『夜宵、とかいう男ではなくて悪かったな』

その時、文月の心を読んだかのような声が、近くから聞こえた。

「な、何だお前は……!?」

青年の驚いたような声と何かを落としたような音がして、目を開けると、そこには一羽の白兎がいた。
しかも、五寸ほど宙に浮いている。

何が起こったのか分からず、唖然とする。

こちらに振り返った兎は、無言でこちらを見つめている。紅色の瞳が、美しく輝いている。

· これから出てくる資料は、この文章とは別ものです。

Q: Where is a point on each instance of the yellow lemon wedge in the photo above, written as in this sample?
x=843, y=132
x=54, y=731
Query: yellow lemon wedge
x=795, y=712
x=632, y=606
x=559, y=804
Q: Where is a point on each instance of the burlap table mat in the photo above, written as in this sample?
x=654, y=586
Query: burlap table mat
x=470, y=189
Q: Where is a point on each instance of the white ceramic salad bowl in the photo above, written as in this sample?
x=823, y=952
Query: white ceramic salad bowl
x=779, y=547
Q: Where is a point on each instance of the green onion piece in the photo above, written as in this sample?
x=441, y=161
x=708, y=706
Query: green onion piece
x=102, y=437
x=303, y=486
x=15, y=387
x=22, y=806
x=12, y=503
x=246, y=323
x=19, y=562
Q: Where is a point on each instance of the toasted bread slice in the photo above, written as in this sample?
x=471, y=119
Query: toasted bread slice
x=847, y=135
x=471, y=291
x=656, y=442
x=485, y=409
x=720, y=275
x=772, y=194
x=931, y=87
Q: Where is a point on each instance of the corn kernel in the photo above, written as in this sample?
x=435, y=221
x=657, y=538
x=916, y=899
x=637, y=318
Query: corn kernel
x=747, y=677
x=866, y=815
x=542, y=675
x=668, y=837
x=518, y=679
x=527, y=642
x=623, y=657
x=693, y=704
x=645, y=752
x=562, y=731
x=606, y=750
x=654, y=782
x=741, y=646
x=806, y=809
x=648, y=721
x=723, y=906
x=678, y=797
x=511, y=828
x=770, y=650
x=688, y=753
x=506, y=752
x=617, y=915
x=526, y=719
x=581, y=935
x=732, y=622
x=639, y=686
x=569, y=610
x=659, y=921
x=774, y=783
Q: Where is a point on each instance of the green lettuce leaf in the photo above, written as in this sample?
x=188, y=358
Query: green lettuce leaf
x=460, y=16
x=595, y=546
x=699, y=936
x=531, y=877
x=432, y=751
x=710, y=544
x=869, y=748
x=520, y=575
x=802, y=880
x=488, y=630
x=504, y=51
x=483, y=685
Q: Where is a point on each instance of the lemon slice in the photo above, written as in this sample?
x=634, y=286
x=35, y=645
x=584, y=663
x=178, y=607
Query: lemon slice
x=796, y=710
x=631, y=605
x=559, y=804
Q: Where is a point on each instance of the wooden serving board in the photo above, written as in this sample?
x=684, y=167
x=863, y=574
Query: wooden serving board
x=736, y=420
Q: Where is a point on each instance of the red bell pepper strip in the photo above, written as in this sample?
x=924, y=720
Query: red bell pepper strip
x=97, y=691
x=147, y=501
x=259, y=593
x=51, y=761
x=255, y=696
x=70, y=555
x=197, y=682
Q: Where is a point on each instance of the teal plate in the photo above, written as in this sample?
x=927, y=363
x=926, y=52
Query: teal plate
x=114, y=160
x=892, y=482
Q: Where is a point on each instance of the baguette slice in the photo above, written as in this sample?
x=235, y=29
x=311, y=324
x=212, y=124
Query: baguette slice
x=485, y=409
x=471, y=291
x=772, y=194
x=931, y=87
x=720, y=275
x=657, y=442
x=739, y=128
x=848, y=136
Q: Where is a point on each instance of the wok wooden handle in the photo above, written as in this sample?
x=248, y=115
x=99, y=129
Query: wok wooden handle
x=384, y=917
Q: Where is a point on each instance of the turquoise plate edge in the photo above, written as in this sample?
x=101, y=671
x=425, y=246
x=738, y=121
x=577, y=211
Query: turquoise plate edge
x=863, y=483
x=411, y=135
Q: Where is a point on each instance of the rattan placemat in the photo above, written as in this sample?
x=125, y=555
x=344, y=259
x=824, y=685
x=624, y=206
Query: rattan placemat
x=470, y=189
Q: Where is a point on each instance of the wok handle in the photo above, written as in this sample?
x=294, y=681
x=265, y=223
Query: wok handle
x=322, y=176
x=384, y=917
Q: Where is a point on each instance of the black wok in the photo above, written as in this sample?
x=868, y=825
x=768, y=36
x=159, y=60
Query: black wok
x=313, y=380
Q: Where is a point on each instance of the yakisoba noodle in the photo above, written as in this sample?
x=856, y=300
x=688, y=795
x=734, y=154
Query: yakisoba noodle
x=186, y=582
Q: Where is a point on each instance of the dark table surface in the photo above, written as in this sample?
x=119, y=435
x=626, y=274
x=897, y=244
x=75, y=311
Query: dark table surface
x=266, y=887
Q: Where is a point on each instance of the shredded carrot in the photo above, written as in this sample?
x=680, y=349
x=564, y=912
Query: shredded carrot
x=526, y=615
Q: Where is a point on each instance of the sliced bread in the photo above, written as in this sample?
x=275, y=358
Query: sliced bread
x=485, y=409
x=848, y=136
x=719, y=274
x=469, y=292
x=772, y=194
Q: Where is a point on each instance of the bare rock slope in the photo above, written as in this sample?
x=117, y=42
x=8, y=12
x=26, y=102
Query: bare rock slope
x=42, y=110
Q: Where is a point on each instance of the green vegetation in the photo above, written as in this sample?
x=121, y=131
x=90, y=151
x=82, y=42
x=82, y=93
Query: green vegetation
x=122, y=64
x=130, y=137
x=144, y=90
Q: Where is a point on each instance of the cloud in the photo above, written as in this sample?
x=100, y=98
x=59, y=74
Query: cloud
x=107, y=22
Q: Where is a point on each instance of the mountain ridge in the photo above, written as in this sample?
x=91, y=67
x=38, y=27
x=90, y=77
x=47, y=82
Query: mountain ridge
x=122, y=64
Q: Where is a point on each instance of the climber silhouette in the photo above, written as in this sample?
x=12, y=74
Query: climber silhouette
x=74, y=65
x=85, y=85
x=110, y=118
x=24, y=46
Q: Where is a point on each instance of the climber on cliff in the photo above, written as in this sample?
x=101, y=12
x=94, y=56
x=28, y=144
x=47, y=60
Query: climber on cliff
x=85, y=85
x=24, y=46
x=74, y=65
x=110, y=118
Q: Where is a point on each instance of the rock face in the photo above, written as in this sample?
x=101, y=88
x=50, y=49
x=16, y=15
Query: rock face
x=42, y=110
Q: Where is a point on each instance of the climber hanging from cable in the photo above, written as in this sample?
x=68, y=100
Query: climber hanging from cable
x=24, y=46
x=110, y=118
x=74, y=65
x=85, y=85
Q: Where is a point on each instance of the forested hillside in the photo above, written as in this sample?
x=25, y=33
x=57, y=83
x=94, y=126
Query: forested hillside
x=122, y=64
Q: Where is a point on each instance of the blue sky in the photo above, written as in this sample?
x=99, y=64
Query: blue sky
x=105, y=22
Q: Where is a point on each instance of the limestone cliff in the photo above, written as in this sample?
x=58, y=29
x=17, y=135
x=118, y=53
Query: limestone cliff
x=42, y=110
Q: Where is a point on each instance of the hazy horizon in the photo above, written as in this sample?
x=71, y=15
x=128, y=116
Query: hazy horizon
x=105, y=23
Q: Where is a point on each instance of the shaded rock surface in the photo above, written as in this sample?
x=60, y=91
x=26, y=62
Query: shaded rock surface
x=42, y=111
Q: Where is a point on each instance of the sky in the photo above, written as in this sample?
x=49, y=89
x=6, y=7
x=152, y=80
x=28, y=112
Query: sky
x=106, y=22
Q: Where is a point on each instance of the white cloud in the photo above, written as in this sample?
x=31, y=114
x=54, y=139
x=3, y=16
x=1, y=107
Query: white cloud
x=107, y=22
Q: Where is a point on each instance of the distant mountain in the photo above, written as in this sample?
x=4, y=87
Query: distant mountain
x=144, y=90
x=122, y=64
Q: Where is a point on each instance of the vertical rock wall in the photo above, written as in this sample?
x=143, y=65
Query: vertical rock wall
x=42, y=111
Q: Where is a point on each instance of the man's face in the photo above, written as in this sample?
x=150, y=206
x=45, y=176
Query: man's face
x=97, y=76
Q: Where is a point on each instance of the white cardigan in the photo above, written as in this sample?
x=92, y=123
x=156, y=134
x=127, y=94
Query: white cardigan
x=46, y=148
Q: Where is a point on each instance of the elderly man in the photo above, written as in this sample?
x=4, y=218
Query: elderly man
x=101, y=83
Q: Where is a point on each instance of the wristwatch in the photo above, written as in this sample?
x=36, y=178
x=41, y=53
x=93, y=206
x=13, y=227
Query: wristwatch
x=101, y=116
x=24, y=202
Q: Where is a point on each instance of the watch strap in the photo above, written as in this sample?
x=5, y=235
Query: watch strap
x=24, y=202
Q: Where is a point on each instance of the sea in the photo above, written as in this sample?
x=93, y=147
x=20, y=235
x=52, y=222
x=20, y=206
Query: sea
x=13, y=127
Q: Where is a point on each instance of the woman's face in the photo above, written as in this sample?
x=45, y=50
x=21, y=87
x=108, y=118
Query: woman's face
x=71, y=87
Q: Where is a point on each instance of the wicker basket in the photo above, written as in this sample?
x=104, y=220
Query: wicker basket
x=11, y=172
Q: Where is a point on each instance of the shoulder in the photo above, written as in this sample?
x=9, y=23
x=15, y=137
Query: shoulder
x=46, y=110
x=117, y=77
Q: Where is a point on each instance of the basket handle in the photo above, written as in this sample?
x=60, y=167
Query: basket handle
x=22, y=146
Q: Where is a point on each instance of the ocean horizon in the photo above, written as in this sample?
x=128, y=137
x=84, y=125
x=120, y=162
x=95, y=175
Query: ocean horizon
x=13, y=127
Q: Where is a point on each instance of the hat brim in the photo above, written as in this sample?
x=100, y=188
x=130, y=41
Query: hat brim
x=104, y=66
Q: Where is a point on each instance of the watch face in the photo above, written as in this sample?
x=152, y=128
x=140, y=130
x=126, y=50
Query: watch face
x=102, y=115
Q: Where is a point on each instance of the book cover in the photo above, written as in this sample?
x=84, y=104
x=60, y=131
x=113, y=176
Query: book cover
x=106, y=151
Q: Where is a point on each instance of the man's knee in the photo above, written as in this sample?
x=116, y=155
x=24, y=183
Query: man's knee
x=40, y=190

すると、両手首を縛っていた縄が突然緩んだ。思わず目を瞠り、驚愕の声が出る。

「え……。いったい、なにが……」

言葉を探すが、上手く出てこない。

(わらわ)が解いたのだ。(ふだ)を使って(ほど)きにくくされておったが。こんな粗末なもの、妾ならすぐに解ける』
「あ、あなたさまは──」
「お前は何者だ!?」

青年と同じことを問いかけようとした時、言葉を遮られてしまった。

『お前のような者に、名乗る気などない』
「れ、霊獣か! いや、神獣の兎なのか? 何故、その子と共にいる! まさか、あの龍の男の配下か何かなのか!?」
『黙れ!』

兎の言葉に、青年はたじろぐ。

『妾を神使(しんし)共と一緒にするでないわ。この痴れ者が!』

すると、先程まで文月を縛っていた布とどこからともなく現れた布が、青年の方に目掛けて飛んでいく。

「な、なんだ……?」
『お前は縛られとる方がお似合いよ』
「なに……?」

その瞬間、布が青年の腕と足を縛る。
青年は驚いて目を見開きながら、体の平衡感覚が取れなくなり、その場に倒れ込む。

「えっ」
『ふんっ。文月を縛った罰と妾を霊獣や神使と見た罰よ』

もはや何も分からず、驚きのあまり座ったまま立つことも出来ない。

そもそもこの兎は、どこから来たのだろうか。
何故、言葉を話せるのか。
どうして文月の名を知っているのか。

『妾が何者か知りたいか?』
「……教えてくださるのですか?」
『左様。まあだが、後からの方が良いな』
「?」

何故だろう、と首を傾げる。

『すぐに分かる』

その言葉通り、と言うべきだろう。
突然、扉が勢いよく開いたのだ。

「!」

扉の方を見ると、そこには夜宵が立っていた。

「夜宵さま……!」
「文月!」

夜宵が走ってきて、文月を強く抱きしめる。

「無事で良かった……」

文月も夜宵の背中に手を回す。
夜宵の体が、少し震えているのが分かる。

「夜宵さま……」

どれだけ心配をかけてしまったのだろう。
優しいこのひとを困らせてしまって、申し訳なく思う。

「申し訳ございません。夜宵さま」
「何故謝る。君は何も悪くないだろう」
「ですが、夜宵さまにご迷惑を……」
「違う。悪いのは全てあの男だ」
『こら……。妾を忘れるな』

声がしたのは、夜宵と文月の間。
兎が少々苦しそうな声を出していた。

「あっ、申し訳ございません。兎さん」
「……この兎は……」

夜宵はまるで、何かに気づいたかのような表情をする。

『ふむ……。お主は東晋(とうしん)から渡ってきた龍神の子孫か。妾に気づくのも無理はないな』
「……龍神のことは分からないが。お前の言う東晋は今は(みん)と言われている」
『少し眠っている間にまた変わったのか……』

話についていけず、ひとり静かにしていると、夜宵が「とりあえず」と言って文月を抱きかかえた。

「ひゃっ……!」

突然目線の位置が高くなったことに驚き、思わず声が出てしまった。

「詳しいことは屋敷に帰ってから話す。それでいいか?」
「は、はい」

ぴょん、と兎は一歩跳ねると先程より高く宙に浮いた。

「碧生。それ(・・)の処理を彼らと共に」
「御意」

いつの間にか、この部屋に数名のあやかしが集まっていた。